Benzoyl peroxide: Bactericidal against C. acnes via reactive oxygen species. No resistance develops. First-line for inflammatory acne.
Antibiotics (topical clindamycin, oral doxycycline): Reduce C. acnes load and carry anti-inflammatory properties independent of their antibacterial effect. Should be combined with benzoyl peroxide to limit resistance induction. Not a long-term solution.
The Diet Connection
The evidence on diet and acne has strengthened substantially over the past 20 years.
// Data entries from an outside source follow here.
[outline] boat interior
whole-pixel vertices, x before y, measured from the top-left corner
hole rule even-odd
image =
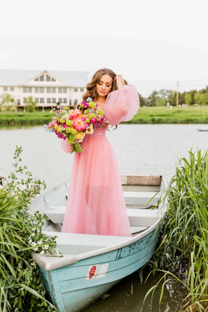
[[[163,208],[155,207],[167,186],[164,177],[158,175],[121,175],[123,194],[132,237],[144,232],[160,219]],[[31,213],[38,211],[49,218],[42,230],[56,235],[59,252],[77,255],[117,245],[129,237],[61,233],[66,204],[70,178],[47,190],[34,199]]]

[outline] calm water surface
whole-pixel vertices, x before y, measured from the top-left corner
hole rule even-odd
[[[178,158],[188,158],[191,146],[194,151],[197,147],[203,150],[208,148],[208,132],[197,131],[201,128],[207,129],[207,125],[123,124],[116,130],[111,128],[107,136],[115,153],[121,174],[160,174],[169,181],[175,173]],[[0,129],[0,175],[7,177],[10,173],[16,145],[22,146],[22,165],[26,165],[35,179],[44,180],[47,188],[70,176],[74,155],[63,152],[60,139],[54,134],[45,132],[42,126]],[[144,271],[141,285],[136,272],[124,278],[83,312],[140,311],[147,292],[162,276],[159,274],[152,275],[144,283],[148,272]],[[176,271],[177,274],[178,272]],[[155,291],[152,309],[149,296],[143,312],[158,312],[161,286]],[[161,312],[179,311],[180,303],[185,293],[178,282],[167,283]]]

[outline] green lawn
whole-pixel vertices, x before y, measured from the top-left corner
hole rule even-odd
[[[20,126],[48,124],[52,115],[49,111],[34,113],[11,112],[0,113],[0,125]],[[141,107],[128,124],[208,124],[208,105]]]
[[[208,124],[208,105],[140,107],[128,124]]]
Glycemic load: High glycemic index diets increase circulating insulin-like growth factor 1 (IGF-1), which stimulates sebocyte proliferation and sebum production. Low glycemic load diets have shown benefit in RCTs — not by "cleaning up" the skin but through the IGF-1/androgen signaling pathway.
Dairy: Epidemiological associations between dairy consumption and acne have been replicated across multiple studies. Dairy contains IGF-1 directly and proteins (whey) that increase endogenous IGF-1. Skim milk shows a stronger association than whole milk, implicating hormonal components rather than fat content.
What doesn't work: Washing more frequently (acne is not a surface hygiene problem); avoiding chocolate (no consistent evidence). Comedogenic topical products can worsen obstruction and should be avoided, but cleansing alone doesn't resolve the underlying pathology.